As regards your question, yes, it looks like they are making progress with hot Fusion power (see [1]). So-called free energy/over unity energy, in my opinion, is cheaper and cleaner. Hot fusion relies on large corporations/governments to fund it and is difficult to do. They’ve been trying to invent/discover it, since the 1940s and a lot of money has gone into it. Free energy is much cheaper and easier to produce, also, cleaner.
[1]: “On December 5, a team at LLNL’s National Ignition Facility (NIF) conducted the first controlled fusion experiment in history to reach this milestone, also known as scientific energy breakeven, meaning it produced more energy from fusion than the laser energy used to drive it. This historic, first-of-its kind achievement will provide unprecedented capability to support NNSA’s Stockpile Stewardship Program and will provide invaluable insights into the prospects of clean fusion energy, which would be a game-changer for efforts to achieve President Biden’s goal of a net-zero carbon economy.” @ Panel Discussion: Nuclear Fusion Breakthrough
Best regards,
Brendan
I would not be surprised if black holes don’t exist.
But I have another question and issue I would like to bring up.
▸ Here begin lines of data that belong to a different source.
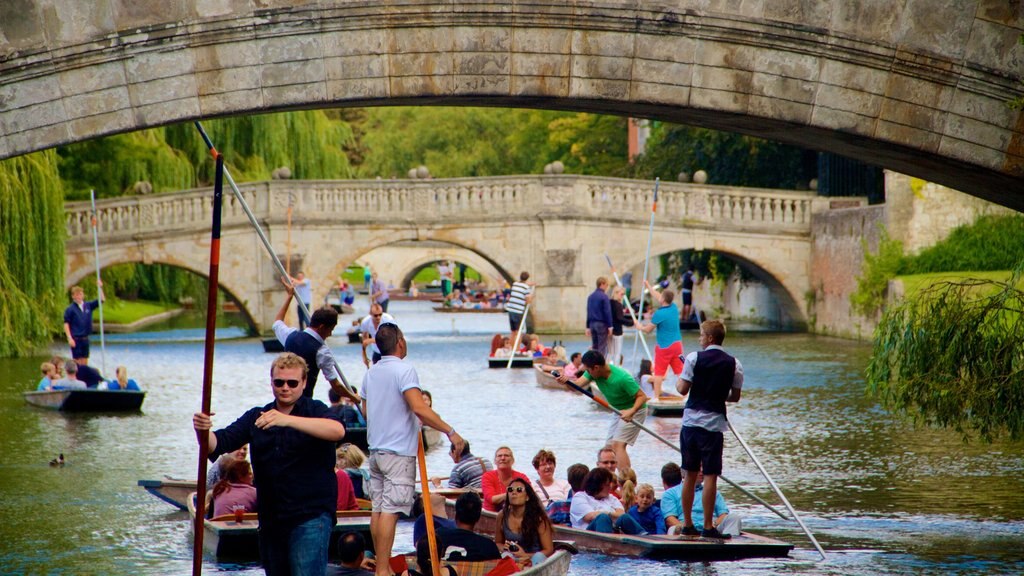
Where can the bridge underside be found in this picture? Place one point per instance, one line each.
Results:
(920, 87)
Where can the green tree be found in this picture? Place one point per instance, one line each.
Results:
(32, 260)
(954, 358)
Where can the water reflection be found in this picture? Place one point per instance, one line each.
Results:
(881, 496)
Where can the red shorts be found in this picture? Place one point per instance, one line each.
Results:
(664, 358)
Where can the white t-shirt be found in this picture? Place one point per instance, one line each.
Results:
(584, 503)
(390, 423)
(368, 328)
(557, 491)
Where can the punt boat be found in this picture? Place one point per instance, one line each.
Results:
(659, 546)
(225, 538)
(87, 400)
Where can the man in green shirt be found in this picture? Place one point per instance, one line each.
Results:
(624, 394)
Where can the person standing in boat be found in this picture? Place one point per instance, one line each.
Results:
(712, 377)
(310, 344)
(669, 352)
(368, 328)
(394, 409)
(623, 393)
(78, 321)
(521, 294)
(292, 444)
(599, 322)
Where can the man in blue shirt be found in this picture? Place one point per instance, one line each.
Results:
(78, 322)
(599, 317)
(292, 442)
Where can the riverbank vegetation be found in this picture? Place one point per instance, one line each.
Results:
(951, 352)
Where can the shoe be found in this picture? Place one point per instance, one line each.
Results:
(714, 533)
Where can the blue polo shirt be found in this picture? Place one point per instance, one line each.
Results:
(80, 319)
(667, 321)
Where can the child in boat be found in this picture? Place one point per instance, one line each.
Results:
(49, 376)
(646, 512)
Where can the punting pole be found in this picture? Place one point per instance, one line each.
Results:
(518, 334)
(777, 491)
(435, 564)
(263, 239)
(211, 328)
(604, 403)
(646, 262)
(99, 282)
(629, 306)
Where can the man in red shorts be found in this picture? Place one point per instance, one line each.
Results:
(669, 351)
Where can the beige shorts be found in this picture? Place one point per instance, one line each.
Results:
(392, 483)
(627, 432)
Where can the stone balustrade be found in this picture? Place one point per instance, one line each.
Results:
(455, 200)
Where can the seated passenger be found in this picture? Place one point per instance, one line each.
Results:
(350, 459)
(70, 381)
(646, 512)
(596, 509)
(522, 527)
(122, 381)
(49, 376)
(235, 490)
(459, 543)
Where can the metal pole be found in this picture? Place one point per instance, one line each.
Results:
(518, 334)
(99, 282)
(629, 306)
(777, 491)
(211, 329)
(604, 403)
(646, 261)
(263, 240)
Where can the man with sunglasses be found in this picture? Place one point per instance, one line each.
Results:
(310, 344)
(292, 444)
(369, 328)
(394, 409)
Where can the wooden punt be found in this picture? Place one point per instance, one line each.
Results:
(667, 405)
(87, 400)
(455, 310)
(225, 538)
(517, 362)
(556, 565)
(660, 546)
(173, 491)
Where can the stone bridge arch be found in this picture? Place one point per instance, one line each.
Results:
(919, 86)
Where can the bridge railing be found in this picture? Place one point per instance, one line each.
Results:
(455, 200)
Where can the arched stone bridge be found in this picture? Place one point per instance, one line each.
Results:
(558, 228)
(919, 86)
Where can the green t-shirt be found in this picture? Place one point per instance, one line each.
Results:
(620, 388)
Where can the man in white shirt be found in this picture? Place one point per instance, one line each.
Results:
(369, 328)
(393, 406)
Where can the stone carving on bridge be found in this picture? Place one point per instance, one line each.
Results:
(563, 269)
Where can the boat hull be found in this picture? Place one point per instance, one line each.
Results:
(517, 362)
(662, 546)
(88, 400)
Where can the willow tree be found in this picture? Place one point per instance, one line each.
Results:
(953, 357)
(32, 244)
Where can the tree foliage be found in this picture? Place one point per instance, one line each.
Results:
(728, 158)
(954, 358)
(32, 236)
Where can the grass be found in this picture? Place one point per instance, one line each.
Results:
(126, 312)
(914, 283)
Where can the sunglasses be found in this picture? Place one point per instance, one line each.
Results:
(278, 382)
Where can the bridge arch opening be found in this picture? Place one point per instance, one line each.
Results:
(112, 270)
(728, 285)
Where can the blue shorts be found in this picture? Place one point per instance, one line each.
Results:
(701, 450)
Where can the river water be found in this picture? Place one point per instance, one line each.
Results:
(881, 496)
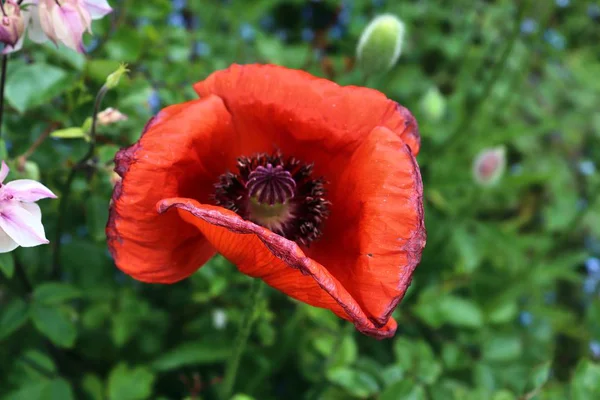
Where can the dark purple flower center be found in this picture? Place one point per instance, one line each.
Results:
(279, 194)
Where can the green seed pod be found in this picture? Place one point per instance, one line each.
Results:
(380, 44)
(433, 104)
(489, 166)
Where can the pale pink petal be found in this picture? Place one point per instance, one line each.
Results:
(4, 170)
(97, 8)
(6, 243)
(47, 20)
(28, 190)
(36, 31)
(23, 223)
(69, 27)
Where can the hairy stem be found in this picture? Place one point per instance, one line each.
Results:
(2, 84)
(241, 340)
(66, 192)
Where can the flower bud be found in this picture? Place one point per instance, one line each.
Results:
(12, 25)
(489, 165)
(433, 104)
(380, 44)
(112, 81)
(110, 116)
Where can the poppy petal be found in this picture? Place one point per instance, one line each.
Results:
(181, 153)
(260, 253)
(375, 234)
(286, 106)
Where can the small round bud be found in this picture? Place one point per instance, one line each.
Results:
(433, 104)
(380, 44)
(489, 166)
(112, 81)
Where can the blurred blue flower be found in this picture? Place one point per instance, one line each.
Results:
(335, 33)
(587, 167)
(267, 22)
(202, 49)
(176, 19)
(307, 13)
(595, 348)
(344, 16)
(308, 34)
(247, 32)
(66, 238)
(179, 5)
(555, 39)
(525, 318)
(92, 44)
(590, 284)
(282, 34)
(529, 26)
(516, 169)
(143, 21)
(592, 265)
(594, 11)
(82, 231)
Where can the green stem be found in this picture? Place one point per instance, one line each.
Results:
(250, 315)
(66, 192)
(2, 84)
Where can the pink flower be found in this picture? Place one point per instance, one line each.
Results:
(63, 21)
(20, 217)
(12, 25)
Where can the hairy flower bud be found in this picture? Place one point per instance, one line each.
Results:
(12, 25)
(489, 165)
(433, 104)
(380, 44)
(110, 116)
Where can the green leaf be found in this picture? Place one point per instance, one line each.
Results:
(35, 84)
(7, 264)
(55, 324)
(197, 353)
(69, 133)
(586, 381)
(93, 387)
(538, 377)
(130, 384)
(461, 312)
(58, 389)
(502, 348)
(403, 390)
(55, 293)
(357, 383)
(13, 317)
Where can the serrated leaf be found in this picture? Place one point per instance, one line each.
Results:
(126, 383)
(13, 317)
(7, 264)
(192, 354)
(69, 133)
(55, 324)
(357, 383)
(55, 293)
(34, 84)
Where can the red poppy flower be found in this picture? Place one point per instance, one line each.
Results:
(307, 185)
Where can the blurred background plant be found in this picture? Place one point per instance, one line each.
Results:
(506, 302)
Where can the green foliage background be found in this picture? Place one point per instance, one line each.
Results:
(502, 306)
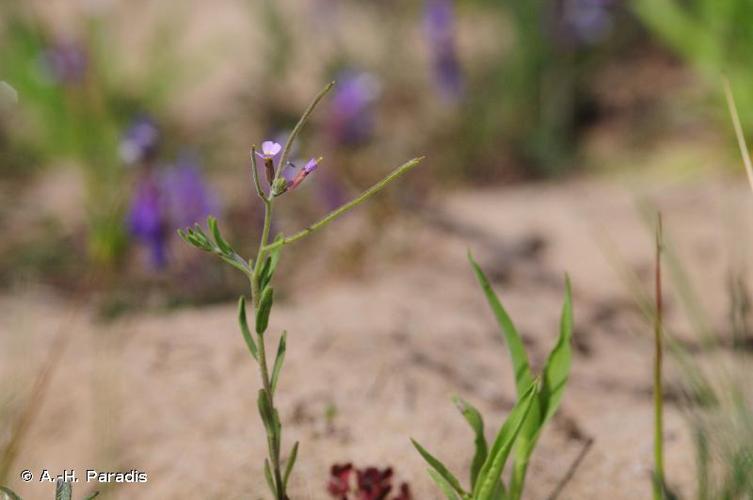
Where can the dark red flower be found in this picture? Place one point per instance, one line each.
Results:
(404, 493)
(374, 484)
(339, 484)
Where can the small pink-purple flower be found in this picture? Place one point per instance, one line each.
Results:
(140, 141)
(269, 149)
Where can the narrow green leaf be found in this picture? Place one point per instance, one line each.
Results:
(63, 490)
(268, 477)
(515, 346)
(9, 494)
(289, 466)
(244, 327)
(440, 468)
(265, 307)
(224, 246)
(443, 485)
(266, 412)
(281, 348)
(476, 421)
(557, 370)
(492, 469)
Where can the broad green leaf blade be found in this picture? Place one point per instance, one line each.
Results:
(281, 348)
(242, 321)
(440, 468)
(265, 307)
(443, 485)
(518, 355)
(9, 494)
(63, 490)
(490, 473)
(289, 466)
(476, 421)
(554, 379)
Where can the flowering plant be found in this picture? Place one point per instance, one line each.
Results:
(261, 269)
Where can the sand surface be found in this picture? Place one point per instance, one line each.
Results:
(374, 360)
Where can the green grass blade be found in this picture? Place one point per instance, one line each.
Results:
(63, 490)
(446, 488)
(490, 473)
(440, 468)
(9, 494)
(476, 421)
(518, 355)
(243, 322)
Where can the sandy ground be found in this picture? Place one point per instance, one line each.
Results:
(174, 394)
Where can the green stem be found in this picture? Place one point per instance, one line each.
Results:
(274, 452)
(658, 390)
(398, 172)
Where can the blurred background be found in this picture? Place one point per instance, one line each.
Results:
(552, 131)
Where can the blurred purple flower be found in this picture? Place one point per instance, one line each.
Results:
(65, 62)
(160, 204)
(351, 119)
(147, 219)
(585, 21)
(187, 197)
(140, 141)
(439, 22)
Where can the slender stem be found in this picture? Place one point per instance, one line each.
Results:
(658, 390)
(398, 172)
(274, 452)
(298, 126)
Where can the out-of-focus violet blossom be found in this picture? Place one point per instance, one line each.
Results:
(65, 63)
(147, 220)
(439, 24)
(140, 141)
(585, 21)
(162, 203)
(187, 196)
(351, 119)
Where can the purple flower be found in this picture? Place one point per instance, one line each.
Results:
(188, 200)
(439, 21)
(147, 219)
(351, 120)
(584, 21)
(140, 141)
(162, 203)
(65, 63)
(269, 149)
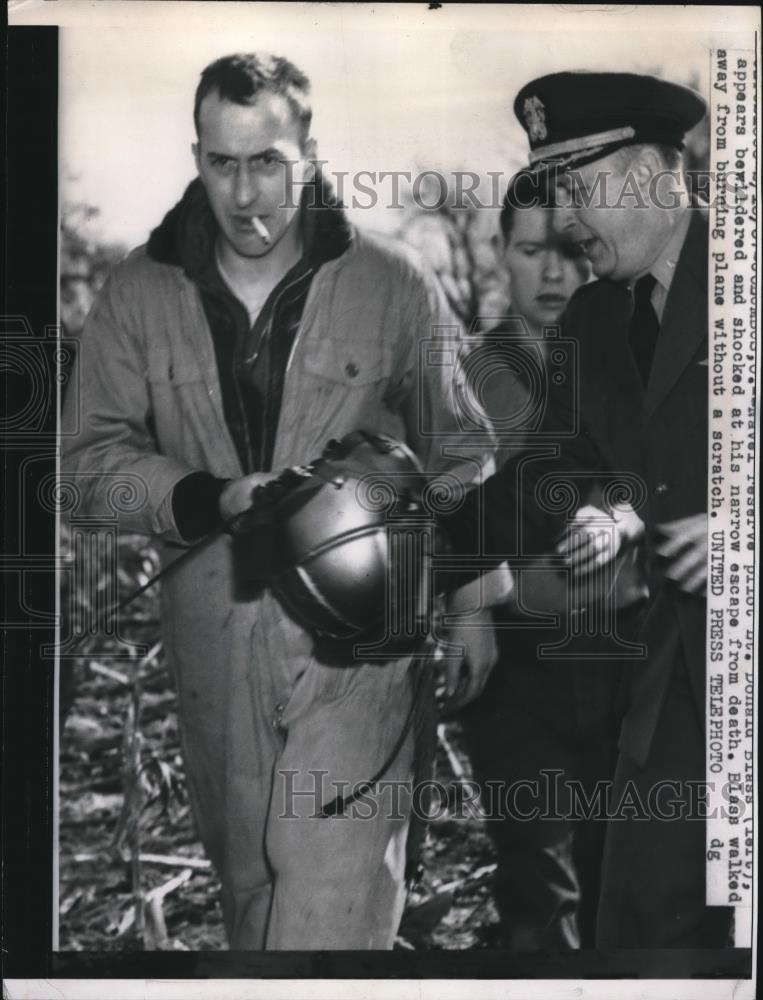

I do realize that a certain amount of Galaxies we observe have clearly, obviously active and energetic Galactic Cores, which in those galaxies must be sending out galactic super waves.
But when we look at the Earth and our solar system and teh changes happening in same, it is clear that a superwave is not causing it. More and more, I’m leaning towards Ben Davidson’s (of Suspicious Observers) theory that instead what is happening is that we are gradually moving into the “Galactic Current Sheet” and thus why we are seeing a gradual, but increasing ramp up in changes on the Earth, in the Sun, and in the Solar system.
It may be that our Galactic Core will be exploding in the near future, but it also seems clear that we don’t even need it, to see catastrophic changes. Just moving into these more EM charged fields with their greater dust concentrations, seems to be enough to destabilize systems here.
What do you think about the Galactic Current Sheet theory?